Holy Moly
I made my way back to Mid City Zen for meditation for the first time since coming back home. About time, but oh how my body ached just trying to sit still and think of absolutely nothing for one hour. Daunting. Though it’s the meditation that guides me there, it’s the talk afterwards I enjoy equally. We are still reading and discussing Genjo Koan, which I had left off of when I left for the summer. The sentence that stopped me this time was:
Although actualized immediately, the inconceivable may not be apparent.
I thought that this sentence stood out for me for the first time this rainy morning, only to have realized it stood out for me back in the heat of June as well. I place it right in line with the forceable removal of my belief in orchestrating my life in lieu of just dancing to the jam session whenever it erupts.
Control is over rated.

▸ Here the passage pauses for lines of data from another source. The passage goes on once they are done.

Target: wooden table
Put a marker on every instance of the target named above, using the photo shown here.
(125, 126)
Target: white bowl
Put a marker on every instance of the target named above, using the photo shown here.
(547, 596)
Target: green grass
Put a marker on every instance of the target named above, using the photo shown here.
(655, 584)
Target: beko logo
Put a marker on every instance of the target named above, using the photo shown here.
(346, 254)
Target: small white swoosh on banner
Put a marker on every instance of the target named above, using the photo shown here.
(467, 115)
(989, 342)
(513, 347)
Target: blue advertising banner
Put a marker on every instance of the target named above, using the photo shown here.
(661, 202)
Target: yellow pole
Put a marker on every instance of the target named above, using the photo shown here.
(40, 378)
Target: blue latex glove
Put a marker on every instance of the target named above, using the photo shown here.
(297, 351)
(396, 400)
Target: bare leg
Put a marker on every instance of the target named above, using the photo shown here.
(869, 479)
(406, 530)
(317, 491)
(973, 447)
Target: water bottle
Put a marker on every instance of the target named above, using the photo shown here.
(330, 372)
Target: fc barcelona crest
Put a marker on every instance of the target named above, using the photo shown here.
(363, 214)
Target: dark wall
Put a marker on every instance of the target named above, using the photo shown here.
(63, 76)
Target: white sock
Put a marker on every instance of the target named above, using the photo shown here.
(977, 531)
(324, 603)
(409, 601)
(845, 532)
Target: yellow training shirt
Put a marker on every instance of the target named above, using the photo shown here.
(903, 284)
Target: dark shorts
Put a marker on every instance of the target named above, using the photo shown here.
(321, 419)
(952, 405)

Just Friday night when we had friends over for dinner, I was sporting one of the bindis that my friend had given me as we embarked for Spain. My friend said she had recently heard that the bigger the bindi in India the more emancipated the woman. So I was digging my bright red tilak and happy with my doctor/friend who greeted me with, “Oh, how exotic you look.”
So if you start with the bindi, or the dot, then maybe you can leap over to this morning’s talk about Genjo Koan and all of us on our knees drawing and visualizing what Dogen meant in his treatise. My orange marker was running out of ink, and I drew dots, lots of them, because my hope was to connect them and show how stories evolve, but instead I ran out of ink before I could draw any straight lines. Now tell me if that isn’t zen in and of itself.
My thought for the day, the next time I wear a bindi, it will be a punctuation, because that time will be different, received differently, and on a different person as I will not, cannot, could not, would not be the same person each time I wore a bindi.